McCain Shakes Up Campaign Staff
Well, I guess not so much a shake-up as a change in leadership, but CNN is reporting that McCain has appointed a new manager of day-to-day operations, Steve Schmidt.
Schmidt had already been doing clean-up work within the campaign, says CNN, which includes fixing such errors as hiring lobbyists who worked with the junta in Myanmar, poor choices of religion figures such as John Hagee, and an ad that distanced McCain from President Bush’s support of offshore drilling, which McCain later reversed.
Schmidt will report to campaign manager Rick Davis (who is taking a more behind-the-scenes role), but everyone else will report to Schmidt. What this really means, in plain English, is that Schmidt is now the de facto campaign manager.
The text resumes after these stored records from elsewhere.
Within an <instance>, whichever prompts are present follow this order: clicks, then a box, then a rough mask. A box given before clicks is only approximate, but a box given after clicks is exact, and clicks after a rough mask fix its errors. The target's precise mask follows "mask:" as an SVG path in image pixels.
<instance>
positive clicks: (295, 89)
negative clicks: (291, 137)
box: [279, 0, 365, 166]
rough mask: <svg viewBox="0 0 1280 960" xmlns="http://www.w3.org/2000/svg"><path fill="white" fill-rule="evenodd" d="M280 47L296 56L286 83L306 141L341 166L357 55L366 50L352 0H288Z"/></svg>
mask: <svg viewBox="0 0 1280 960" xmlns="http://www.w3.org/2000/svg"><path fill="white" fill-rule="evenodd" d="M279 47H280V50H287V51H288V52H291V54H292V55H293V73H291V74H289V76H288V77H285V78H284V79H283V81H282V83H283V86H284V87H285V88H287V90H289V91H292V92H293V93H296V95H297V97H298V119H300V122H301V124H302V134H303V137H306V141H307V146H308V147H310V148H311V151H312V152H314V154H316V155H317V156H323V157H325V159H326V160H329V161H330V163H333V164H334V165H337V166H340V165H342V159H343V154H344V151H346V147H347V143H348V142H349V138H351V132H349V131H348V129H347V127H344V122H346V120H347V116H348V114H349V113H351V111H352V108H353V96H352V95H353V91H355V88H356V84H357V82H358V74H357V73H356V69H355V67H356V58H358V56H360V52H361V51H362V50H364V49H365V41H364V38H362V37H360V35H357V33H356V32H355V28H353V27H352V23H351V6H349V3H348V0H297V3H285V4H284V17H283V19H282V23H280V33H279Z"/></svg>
I must say, McCain could use it. I think polling at this stage is kind of silly, but you don’t need to look at numbers to see McCain’s campaign could use help. Just consider what he’s doing this week. He’s holding trade talks in Columbia while Obama is giving a series of speeches outlining everything from his patriotism to his plans for faith-based initatives, to his plans for national service. I don’t know about anyone else, but can’t trade talks wait until after McCain secures the White House?
I wouldn’t be surprised if some of Schmidt’s plans for McCain include some speeches in the near future. I know they’re not McCain’s strongest suit, but lets face it: If he becomes President, he’ll need to do them…a lot. What better way to learn to do it well than practice?










After a LONG and NUMEROUS series of reversals where Obama has abandoned the positions he took in the primary and has now adopted President Bush’s position, the McCain camp is letting opportunity and after opportunity walk by without a response. I was starting to wonder if McCain has one person on his staff that ever reads a newspaper or a blog. I have just written about this very subject on my blog http://iusbvision.wordpress.com/2008/07/03/obama-reverses-himself-on-terrorist-surveillance-program/
That’s a new one. Obama as a third Bush term?
I don’t think so. I already didn’t agree with the left’s portrayal of McCain as it, and it doesn’t seem to me that Obama could be Bush surrogate any more than McCain could.